Aklıma şu geliyor, mesela, Reisicumhur'umuz Amerika Birleşik Devletleri'ni ziyarete gidiyor ve diyor ki :

Anlamam ben Washington'a değil New York'a gideceğim Prezidan Buş'ta oraya gelip beni karşılasın.

Herhalde yanlızca 3 yüzyıllık bir devlet geleneğine sahip olan ABD' kendisine

Buyurun, siz NY'de alışveriş yapıp altı kırmızı ayakkabılar falan alın sonra da gidersiniz diyecektir.

Devletler ağırlıkları olan devlet adamları ile büyük devlet olurlar, bu tavıra ancak kahrolarak gülüyorum.

Dışişleri bakanının Anıtkabir ziyareti için "UFAK BİR AYRINTI " deme gafletinde bulunmuş. buna ancak "Ç" ile başlayan bir laf söylenebilir.

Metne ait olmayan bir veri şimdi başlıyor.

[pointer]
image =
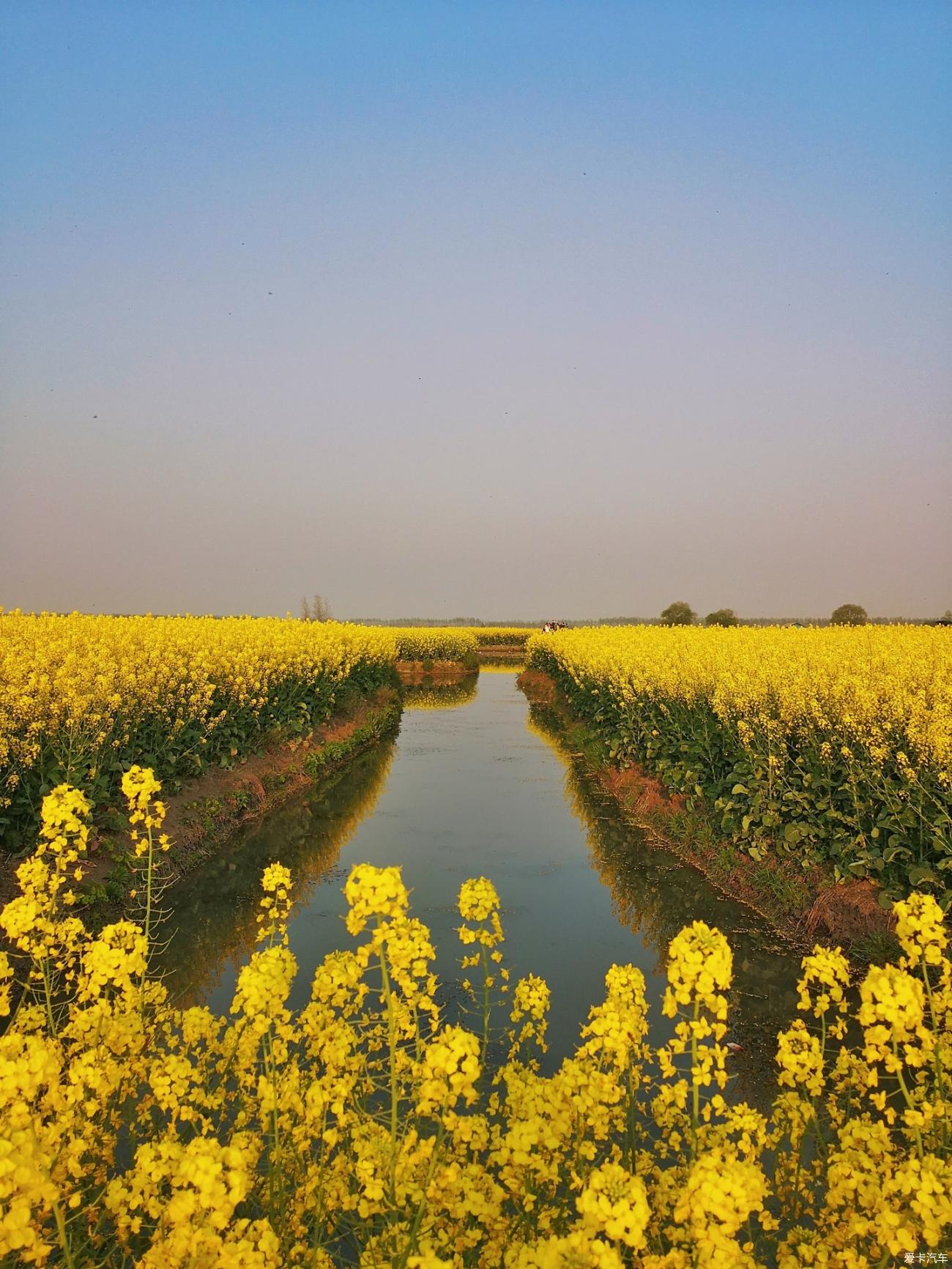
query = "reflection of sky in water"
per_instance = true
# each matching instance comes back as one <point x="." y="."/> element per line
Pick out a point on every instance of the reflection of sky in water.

Bu baş müzakereci, bakan Türkiye Cumhuriyet'ini her fırsatta Avrupa Birliği'ne şikayet eder, beyim burası Türkiye artık bu sözünüz ayıptan da öte oluyor. Buyrun derhal istifa edin.

Ama Reisicumhurun eşi de avrupa mahkemesine vermemiş miydi TC'ini.

Acaba bir memleketin en hassas noktasında mütabık olmayan bir başka memleket başı ile ne derecede ahbaplık olur düşünün.